Yes, the product of a distribution by a smooth function is again a distribution. And the (distributional) derivative of a continuous function, or any locally $L^1$ function, is again a distribution.

EDIT: To be clear(er), your equation is always solvable for what you call $x$, regardless of what $f,g$ and $z$ are (just so long as the right-hand side of your equation is a distribution.

If you'll pardon me, I prefer not to call functions $x$... so I'll rewrite your equation as $u'=v$, where $u$ has replaced $x$, and the right-hand side is just denoted "$v$". That is, we do not need to use the details of what kind of distribution the right-hand side is/gives.

That is, I think we get the same conclusion from considering $u'=v$, where $v$ is a given distribution, and we are trying to solve for distribution $u$. I claim that there is always such $u$. (And we know that any two such $u$s differ by integrate-against-constant...) Certainly there is ambiguity, because differentiation kills constants (and, as one can prove, nothing else).

Existence?

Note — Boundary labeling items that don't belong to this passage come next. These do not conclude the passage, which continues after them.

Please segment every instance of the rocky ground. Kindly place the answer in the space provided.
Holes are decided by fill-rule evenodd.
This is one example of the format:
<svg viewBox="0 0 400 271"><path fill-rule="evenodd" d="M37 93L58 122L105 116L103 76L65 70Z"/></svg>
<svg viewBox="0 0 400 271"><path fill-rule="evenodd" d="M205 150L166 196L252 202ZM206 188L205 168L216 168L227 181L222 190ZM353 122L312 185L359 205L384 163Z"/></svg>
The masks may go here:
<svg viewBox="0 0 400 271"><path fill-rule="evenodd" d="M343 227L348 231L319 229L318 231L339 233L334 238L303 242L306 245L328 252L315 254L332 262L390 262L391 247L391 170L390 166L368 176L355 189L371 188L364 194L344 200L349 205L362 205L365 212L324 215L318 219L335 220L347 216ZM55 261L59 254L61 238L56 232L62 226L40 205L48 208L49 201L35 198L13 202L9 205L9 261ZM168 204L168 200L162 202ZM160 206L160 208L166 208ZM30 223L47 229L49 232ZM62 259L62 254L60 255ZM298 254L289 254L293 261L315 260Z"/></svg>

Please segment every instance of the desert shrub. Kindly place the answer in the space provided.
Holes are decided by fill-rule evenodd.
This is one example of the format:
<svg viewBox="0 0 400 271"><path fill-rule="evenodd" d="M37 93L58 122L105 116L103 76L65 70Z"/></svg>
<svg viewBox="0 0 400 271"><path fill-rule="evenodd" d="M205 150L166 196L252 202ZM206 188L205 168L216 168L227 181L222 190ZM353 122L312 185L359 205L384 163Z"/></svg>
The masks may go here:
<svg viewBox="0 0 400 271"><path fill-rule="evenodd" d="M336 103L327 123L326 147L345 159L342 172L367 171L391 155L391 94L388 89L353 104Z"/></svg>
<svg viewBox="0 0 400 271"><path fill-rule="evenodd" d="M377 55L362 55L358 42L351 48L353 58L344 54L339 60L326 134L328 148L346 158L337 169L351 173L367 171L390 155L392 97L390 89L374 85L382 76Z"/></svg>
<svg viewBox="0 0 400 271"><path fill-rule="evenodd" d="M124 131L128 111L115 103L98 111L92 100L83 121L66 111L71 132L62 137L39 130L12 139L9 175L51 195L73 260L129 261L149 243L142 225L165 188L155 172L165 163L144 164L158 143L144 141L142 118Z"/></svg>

We're trying to solve $u'(\varphi)=v(\varphi)$, and $u'(\varphi)=-u(\varphi')$. The test functions $\varphi$ that are derivatives are (provably) those with integral $0$. So to define $u$ on all test functions it is necessary and sufficient to define it on a single fixed test function $\varphi_o$ with non-zero integral, and we can take the value $0$.

Thus, letting $1(\varphi)=\int \varphi$, we have $$ u(\varphi) \;=\; u(\varphi-1(\varphi)\cdot \varphi_o)+1(\varphi)\cdot u(\varphi_o) \;=\; u(\varphi-1(\varphi)\cdot \varphi_o)+0 $$ As already noted, the ambiguity by constants is natural.

EDIT: yes, the map that gives anti-derivatives of test functions $\varphi$ with $\int \varphi=0$ is a continuous map $T$ from that space to all test functions, given by $T\varphi(x)=\int_{-\infty}^x\varphi(t)\;dt$. Proof of this continuity does use the strict-inductive-limit definition of the topology on test functions.

EDIT: also, one can sanity-check that changing the fixed test function $\varphi_o$ indeed only changes $u$ by a constant multiple of integrate-against-$1$.

So, in summary, back to the notation of the question, yes, for all $f,g,z$, there is a distribution $x$ satisfying the differential equation. It is unique up to constant multiples of integrate-against-$1$.